I scoot back. “What are you talking about?” I ask, more confused than ever. “I told you the whole story after Sarah’s funeral. You know everything.”

My mother’s face fills with guilt. “That’s not what happened. Well, not exactly. There was a detail you were unaware of. We all were. That’s the blank Doug filled in this morning.”

My mouth is agape, I am unsettled and lost. I stare at my mother. I can’t shake this feeling that my world is shifting on its axis. “What did he say happened?” I nervously ask.

What does Doug Wilson know that I don’t? What has he been keeping a secret for all these years? Obviously it’s something big if it’s enough to have turned my hard-line mother around. I close my eyes and wait to hear what she has to say.

“Kay, Doug’s broken up about his mother…I think that’s why he told me. He wants to make things right. He said he can’t bear the guilt of keeping his role in Sarah’s death silent any longer.”

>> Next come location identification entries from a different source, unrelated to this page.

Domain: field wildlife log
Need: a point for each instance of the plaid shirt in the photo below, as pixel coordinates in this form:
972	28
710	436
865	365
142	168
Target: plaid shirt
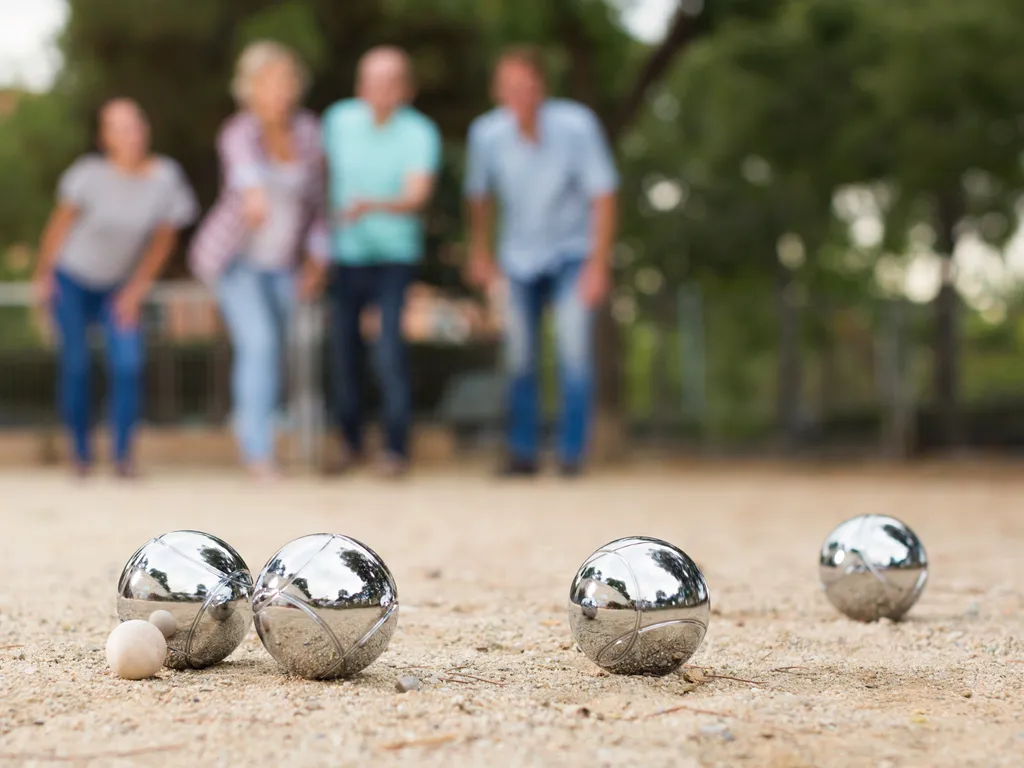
224	230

His role? He already bears some responsibility, but is there more? I open my eyes and stare at where my knee is touching my mother’s. Mine is bare, my mother’s is clad in expensive linen.

“What did he tell you?” I prod.

She takes a breath. “Kay, Doug was the one who unlocked the patio door.” What? “He said he went outside to put something in the recycle bin out near the pool.” His empty beer can. “He said he forgot to relock the door when he went back inside.”

Yeah, forgot because he was too busy hurrying to get to the stairs, to trap me there, to back me into my bedroom. Fucking *. He’s kept this secret for all these years. If he’d only come clean right away, this rift between me and my mother might never have taken hold.

Doug confesses his secret now because his mother’s been in an accident? Does he think he can bargain with God? He’s so arrogant he probably does.

I am seething. All the rage I’ve kept bottled up for four years—rage at myself, rage at my mother for abandoning me, rage at God for taking Sarah—it all redirects to Doug Wilson. He better hope he doesn’t run into me.